A new survey from Citizens Bank explores how mid-market CFOs in the U.S. are anticipating new technologies and market trends for the year to come, with these professionals signaling interest in real-time and electronic payments.
In an announcement Thursday (Dec. 14), Citizens Commercial Banking released the results of its newest survey, which examines input from 300 CFOs at companies with between $25 million and $2 billion in annual revenue. According to the report, mid-market CFOs are prioritizing their ability to keep pace with technological change in the years ahead, which includes the proliferation of electronic payments, real-time payments and big data.
“As the role of the middle-market CFO expands and the anticipated changes in the business landscape take hold, there will be growing demand for trusted financial advisors to help these ‘chief growth officers’ in middle-market companies to take advantage of new opportunities,” said Steve Woods, head of corporate banking for Citizens Bank.

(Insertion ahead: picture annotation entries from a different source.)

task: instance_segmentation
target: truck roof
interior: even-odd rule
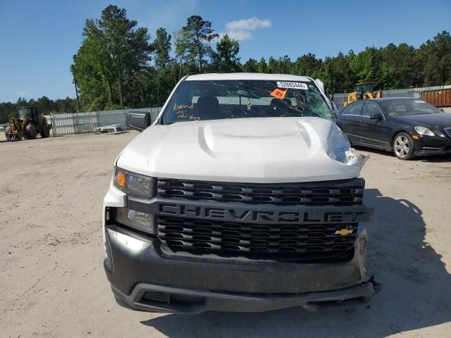
[[[210,73],[188,75],[185,81],[201,81],[215,80],[261,80],[268,81],[304,81],[311,82],[305,76],[288,74],[262,74],[259,73]]]

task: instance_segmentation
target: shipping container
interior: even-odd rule
[[[451,89],[425,90],[421,92],[423,101],[436,107],[451,107]]]

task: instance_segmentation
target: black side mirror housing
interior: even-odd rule
[[[381,113],[376,113],[376,114],[371,114],[369,117],[371,120],[381,120],[382,118],[382,114]]]
[[[125,113],[125,126],[142,132],[152,124],[152,118],[149,111],[128,111]]]

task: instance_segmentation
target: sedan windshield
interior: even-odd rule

The survey also found that the role of the CFO at mid-market firms is evolving from one that focuses on managing company financials to one with added responsibilities of helping to form company strategies, identifying new opportunities and expanding their companies’ use of technology. Twenty-nine percent said they already spend as much time on company strategy as they do on operational and financial management tasks.
More than 80 percent agreed that a key priority for 2018 will be to continue focusing on operational efficiencies. Nearly half said they expect their firms to enter new markets, and 46 percent said they expect more product launches in the coming year.
According to Woods, when it comes to financial regulation, middle-market CFOs are particularly interested in tax reform.
“By and large, the CFOs we surveyed are watching the prospects for tax reform closely,” the executive stated. “However, confidence in the new administration’s ability to enact its pro-business agenda appears to be mixed, and companies are continuing to focus on self-funding of growth initiatives.”